12/03/2013 |
Si les japonais se posent la question de sortir complètement du nucléaire, le débat en France n’en est qu’à ses balbutiements. La centrale de Cattenom fait grand bruit. Peut-on vraiment sortir du nucléaire ?
François Drapier, président de l’association Sortons du Nucléaire-Moselle, nous répond.
Après un accident de nacelle survenu la semaine dernière, les activités ont repris à Cattenom, la centrale nucléaire mosellane. La question de l’arrêt de la centrale s’est intensifiée. Cattenom, en Lorraine, cela reste surtout des centaines d’emplois avant tout. Si les luxembourgeois et les allemands semblent être très actifs dans la lutte contre le nucléaire, les lorrains feraient plutôt profil bas. Fukushima et la catastrophe que le peuple japonais a connu fait peur. Mais est-ce suffisant pour stopper net le nucléaire ? Pour François Drapier, la réponse est évidente : Non. «Je suis encore un peu pessimiste, les gens ne sont pas prêts ici à sortir complètement du nucléaire. Les choses se sont tassées pour Fukushima. Une désinformation grandissante enveloppe cette catastrophe. La chose est désormais banalisée. Alors que la situation est critique là-bas».

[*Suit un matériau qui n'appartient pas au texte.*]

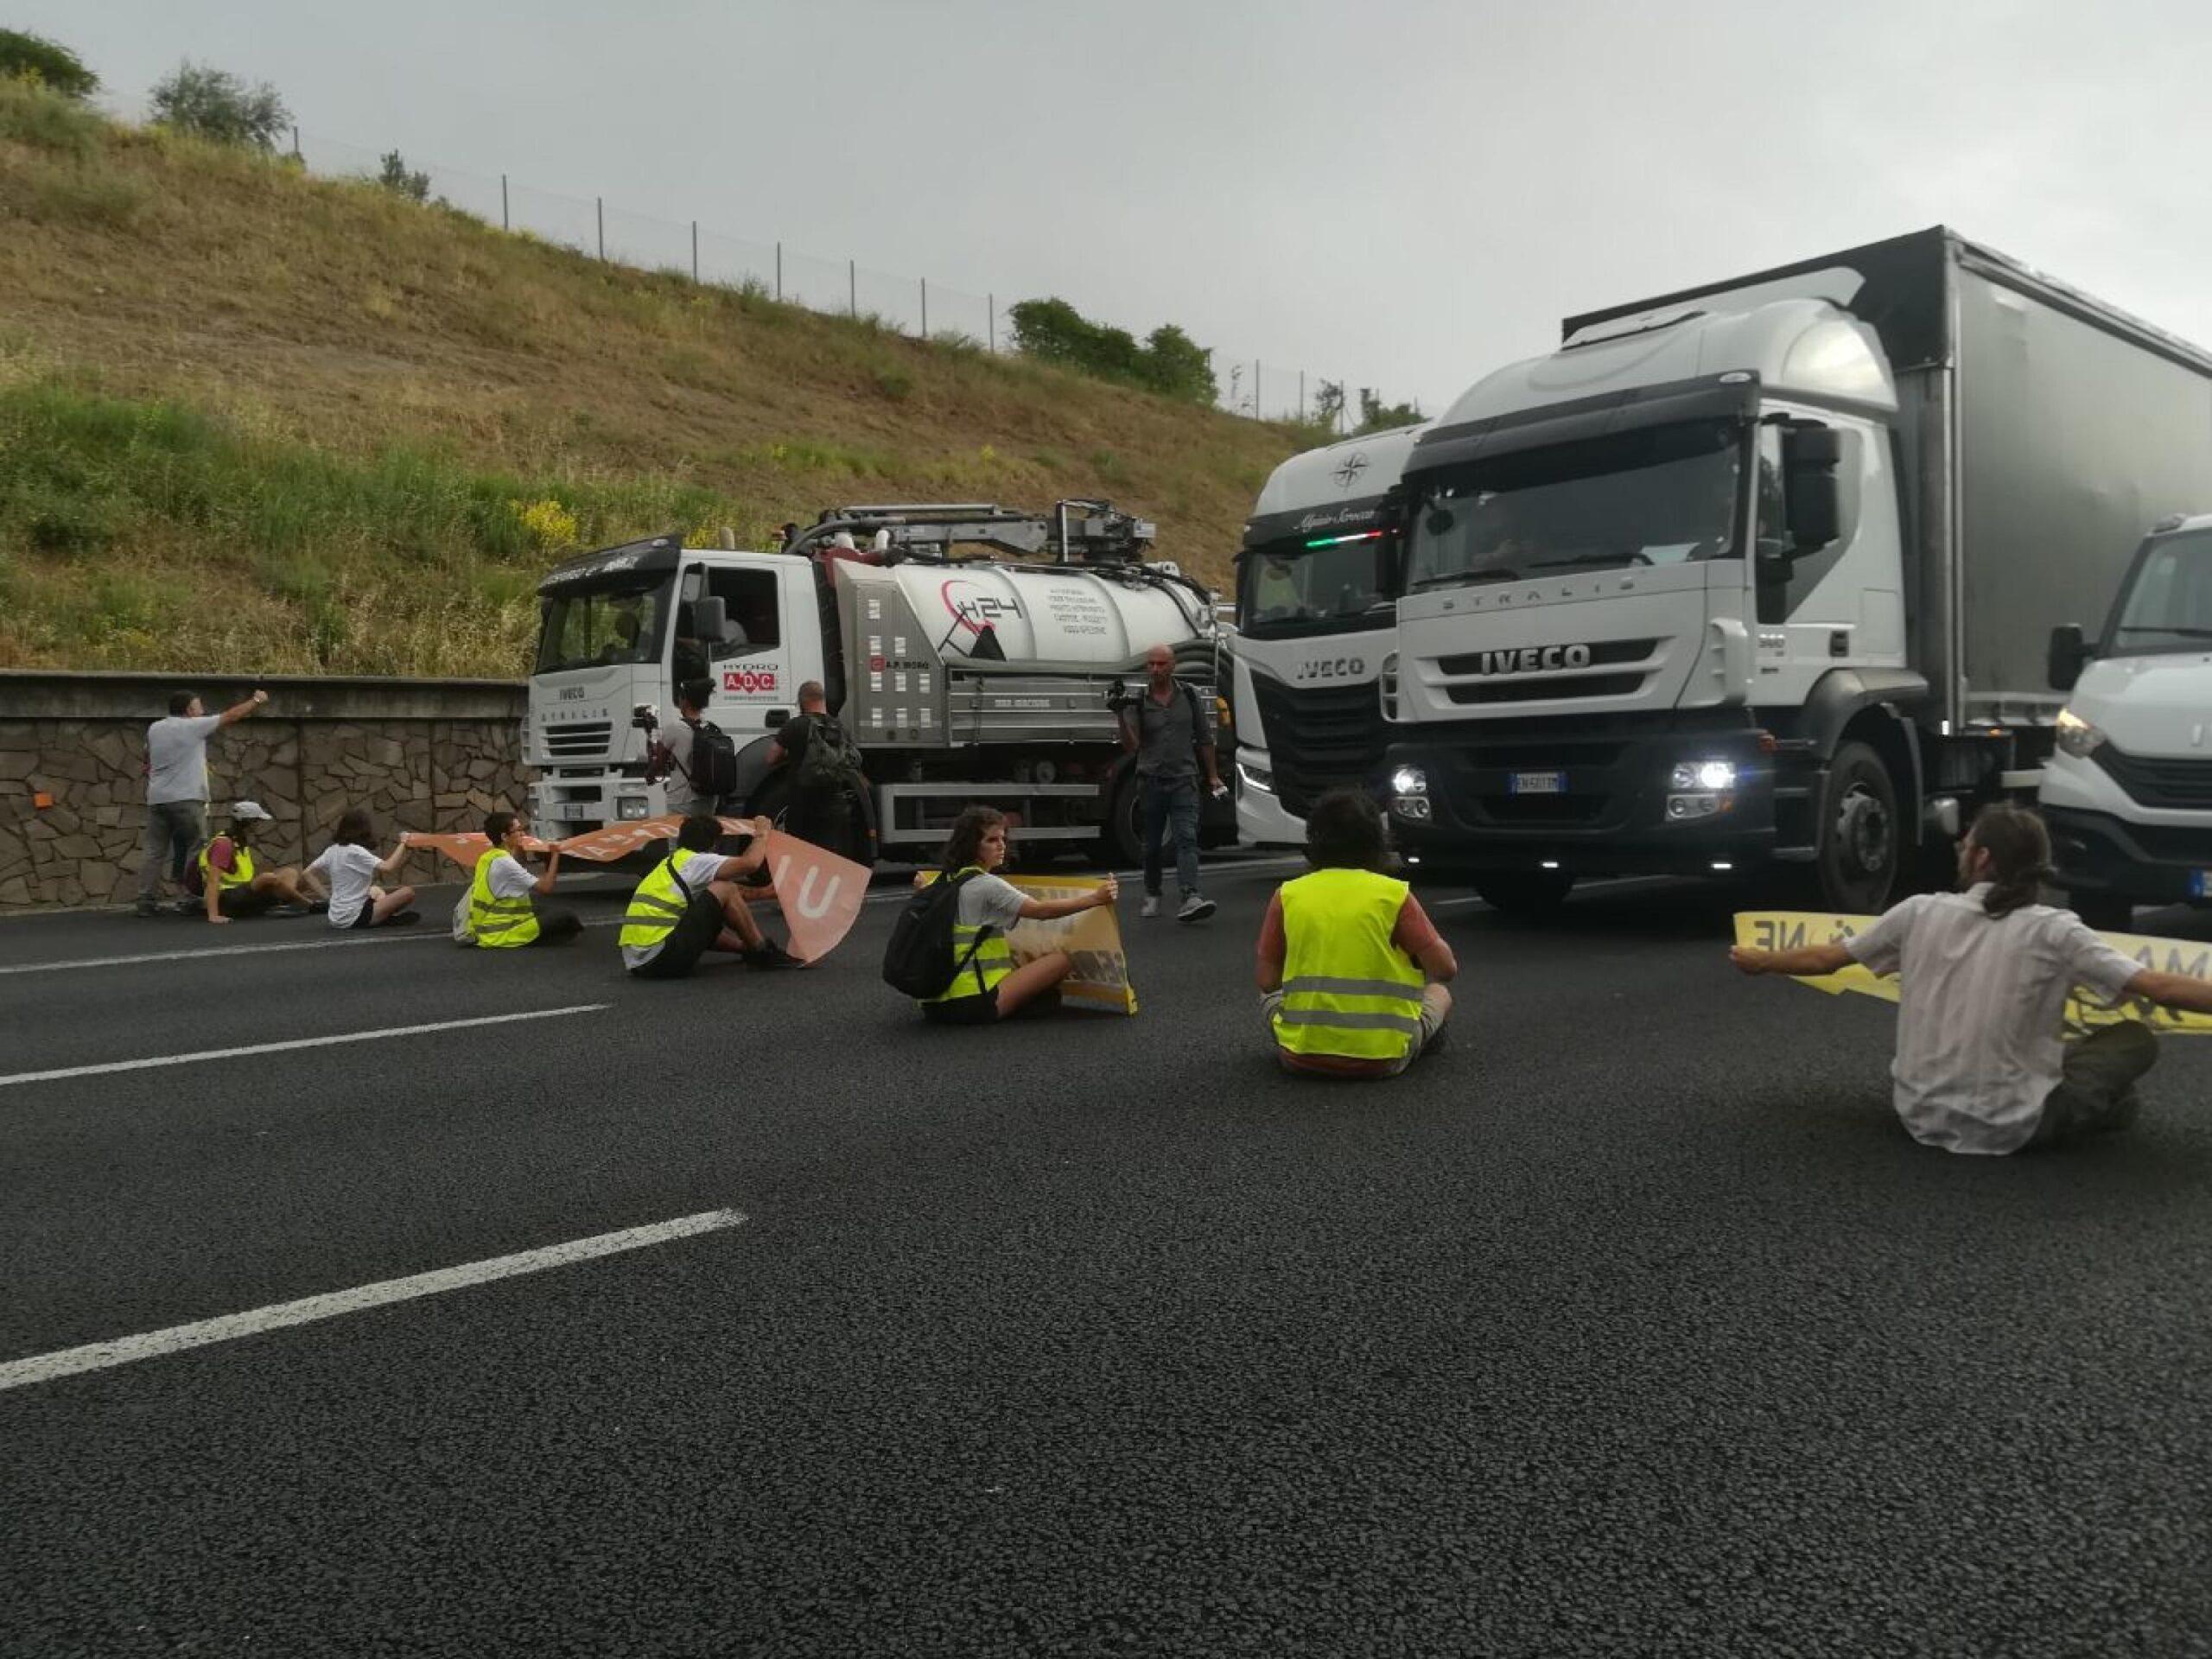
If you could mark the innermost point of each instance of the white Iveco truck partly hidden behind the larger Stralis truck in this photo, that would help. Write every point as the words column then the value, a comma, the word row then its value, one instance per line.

Le président de l’association est un peu déçu. «Les gens ne se rendent pas compte. Sous prétexte que l’on n’en parle plus beaucoup, le nucléaire n’est plus une menace. Alors que cela est tout le contraire. Autour de la centrale japonaise, plus de 50 km à la ronde, les gens se promènent avec un dosimètre pour mesurer leur taux de radioactivité». Un constat alarmant qui n’est pas sans rappeler les images du film “Tous Cobayes” réalisé par Jean-Paul Jaud avec Philippe Torreton. «Nous les avons rencontré dernièrement. Ils nous ont fait part de ce qu’ils ont vu là-bas. Les gens au Japon ont un taux millisievert très important. Plus de 40 à 50 m SV. Bien sûr ils ont fait des tentatives de décontamination. Mais qu’est-ce que cela fait ? La méthode est de gratter le sol et les murs de la centrale d’une dizaine de centimètres d’épaisseur, puis d’enfouir les déchets obtenus. Cela déplace le problème dans le sol, d’une part. Et d’une autre, 10 cm ce n’est pas assez pour enlever toute la radioactivité».
«Un accident par mois à Cattenom»
La situation de Cattenom préoccupe. D’un côté, il y a les frontaliers qui refusent les activités de la centrale. «Ils ne veulent pas payer pour nous. C’est compréhensible. Les Allemands et les Luxembourgeois ne veulent pas du nucléaire, ils n’ont aucune envie d’en subir les conséquences. Il faut savoir que le taux millisievert par an est 1 pour un an par personne. Les gens travaillant dans la centrale de Cattenom sont confrontés à un taux d’environ 10 m SV. Ce n’est pas rien». L’homme alerte. Son souhait n’est pas de mettre au chômage une grande partie de la population environnante.
«Je suis mosellan, j’habite à Marange-Silvange. Je suis moi-même exposé à la menace du nucléaire tous les jours. Situé à 30 km environ de la centrale, s’il arrive quelque chose, je serai concerné que je veuille ou non». Cattenom est la 7e centrale la plus puissante au monde. Avec plus d’une trentaine d’années d’activités, la centrale coûte cher. Il faut savoir que le nucléaire représente 2,8% de l’énergie au monde, et soit près de 20% de l’énergie en France. Arrêter le nucléaire entrainerait forcément une baisse économique. Voilà surtout le point épineux du problème, comme l’explique Mr François Drapier. «A Cattenom, il y a toujours eu des soucis de réacteurs. Cela coûte cher pour réparer chaque ennui, mais cela reste bénéfique, ou plutôt profitable pour l’entreprise. Cattenom n’est pas sûre comme certains lobbyistes le prétendent. On dénombre un accident par mois à la centrale. Ils sont plus ou moins cachés, et plus ou moins graves. Mais il ne faut pas attendre que cela soit pire». Pour résumer, les pensées de l’activiste, l’homme a une phrase bien à lui : «on fait un pari, on sait qu’il y a des dangers, mais on le fait quand même, on parie sur l’éternité. L’éternité, ce n’est pas si long pour certains. Pour d’autres, ce sera plus conséquent. Il faut savoir où l’on se situe».